Our data showing the efficient uptake of labeled fetuin-A by tumor cells were interesting. Although we cannot rule out the possibility that some of the fetuin-A taken up is degraded by the tumor cells, the data suggest a sophisticated mechanism of trafficking fetuin-A by tumor cells and possibly other cell types (14). The uptake could be part of deadhesion that is necessary in cellular processes such as motility and cell division (42). Another possibility is that the fetuin-A taken up stabilizes and protects intracellular caspases and calpains from autolytic degradation (21, 24). Lastly, fetuin-A could be taken in, undergo some form of covalent modification, and then be secreted back to the medium as suggested by the data. We are currently doing experiments to address these possibilities. More importantly, our data suggest that both AnxA2 and AnxA6 are involved in fetuin-A uptake mechanisms as shown in other cell types (14).

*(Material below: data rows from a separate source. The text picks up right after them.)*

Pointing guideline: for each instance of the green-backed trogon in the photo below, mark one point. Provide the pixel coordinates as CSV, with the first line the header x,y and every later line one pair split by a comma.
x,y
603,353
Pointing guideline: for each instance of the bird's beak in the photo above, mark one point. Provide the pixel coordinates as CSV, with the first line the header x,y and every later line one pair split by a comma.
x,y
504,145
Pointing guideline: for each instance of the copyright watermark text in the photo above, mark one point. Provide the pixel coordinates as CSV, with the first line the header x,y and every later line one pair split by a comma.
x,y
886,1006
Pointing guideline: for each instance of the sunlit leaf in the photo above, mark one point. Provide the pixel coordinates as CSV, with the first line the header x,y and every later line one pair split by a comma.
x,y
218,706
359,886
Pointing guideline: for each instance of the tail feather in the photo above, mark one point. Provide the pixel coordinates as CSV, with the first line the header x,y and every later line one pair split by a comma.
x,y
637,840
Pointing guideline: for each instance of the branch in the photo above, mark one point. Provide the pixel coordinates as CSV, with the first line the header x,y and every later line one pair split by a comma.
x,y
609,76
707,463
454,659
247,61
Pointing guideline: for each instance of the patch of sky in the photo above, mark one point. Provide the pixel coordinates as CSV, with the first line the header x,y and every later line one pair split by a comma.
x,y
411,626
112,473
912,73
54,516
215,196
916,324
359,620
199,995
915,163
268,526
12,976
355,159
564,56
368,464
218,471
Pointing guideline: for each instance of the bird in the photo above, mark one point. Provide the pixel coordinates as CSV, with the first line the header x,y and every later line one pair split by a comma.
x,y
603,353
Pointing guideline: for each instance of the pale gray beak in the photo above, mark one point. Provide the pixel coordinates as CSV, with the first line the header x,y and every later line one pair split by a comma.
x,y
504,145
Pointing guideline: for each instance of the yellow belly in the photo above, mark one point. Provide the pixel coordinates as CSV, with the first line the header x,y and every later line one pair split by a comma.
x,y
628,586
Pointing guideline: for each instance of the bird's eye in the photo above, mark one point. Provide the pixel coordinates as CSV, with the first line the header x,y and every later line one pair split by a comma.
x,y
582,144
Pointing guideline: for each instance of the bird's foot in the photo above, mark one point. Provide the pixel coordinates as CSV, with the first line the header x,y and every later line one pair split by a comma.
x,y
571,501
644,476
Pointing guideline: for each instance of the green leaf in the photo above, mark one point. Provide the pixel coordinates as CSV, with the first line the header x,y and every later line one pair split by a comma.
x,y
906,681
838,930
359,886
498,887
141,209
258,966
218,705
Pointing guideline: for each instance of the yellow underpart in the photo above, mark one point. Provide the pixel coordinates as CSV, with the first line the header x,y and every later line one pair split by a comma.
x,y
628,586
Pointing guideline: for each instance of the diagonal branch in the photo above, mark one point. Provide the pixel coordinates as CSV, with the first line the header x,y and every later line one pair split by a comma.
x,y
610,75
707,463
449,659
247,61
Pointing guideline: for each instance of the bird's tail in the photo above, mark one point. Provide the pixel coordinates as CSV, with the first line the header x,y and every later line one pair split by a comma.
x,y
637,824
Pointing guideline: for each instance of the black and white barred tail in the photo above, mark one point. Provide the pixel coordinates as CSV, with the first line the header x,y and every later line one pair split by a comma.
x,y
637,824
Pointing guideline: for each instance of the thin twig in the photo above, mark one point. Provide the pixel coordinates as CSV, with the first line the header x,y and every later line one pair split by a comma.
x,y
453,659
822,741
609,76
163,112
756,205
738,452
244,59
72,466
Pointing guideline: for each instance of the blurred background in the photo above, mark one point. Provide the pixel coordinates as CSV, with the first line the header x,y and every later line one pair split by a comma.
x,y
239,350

We previously showed that the interaction of cells with Pedersen fetuin-A leads to the activation of PI 3-kinase/Akt (16). One could argue that because Pedersen fetuin-A is not pure the PI 3-kinase/Akt activation is mediated by α₂M, a major contaminant of fetuin-A. This line of argument has merit because purified α₂M has been shown to mediate PI 3-kinase/Akt activation (43, 44). The present data, based on purified fetuin-A, now confirm our earlier studies that indeed the fetuin-A mediates the activation of PI 3-kinase/Akt using phospho-Akt (Ser-473) as a readout. More interestingly, the data confirm that PI 3-kinase/Akt is activated upon the interaction of fetuin-A with members of the annexin family of membrane receptors, particularly AnxA6. PI 3-kinase/Akt is one of the principal growth signaling pathways utilized by tumor cells (45). Together, our data demonstrate that the interaction of tumor cells with fetuin-A should be given a serious consideration because this protein is not just a mere bystander in the realm of cell growth mechanisms.

In summary, we herein show that breast carcinoma cells in culture adhere in the presence of fetuin-A via annexins and that the signaling that emanates from this interaction is relevant for cell growth. More importantly, the data suggest that this interaction (annexin/fetuin-A) is just as relevant (if not more) as the interaction between cell surface integrins and the extracellular adhesion proteins such as fibronectin in tissue culture. We also show that tumor cells efficiently take up fetuin-A (via annexins) and that this could be part of an important hitherto unknown growth-related mechanism. Lastly, we show that Pedersen fetuin-A can be purified to homogeneity without sacrificing its cell attachment properties.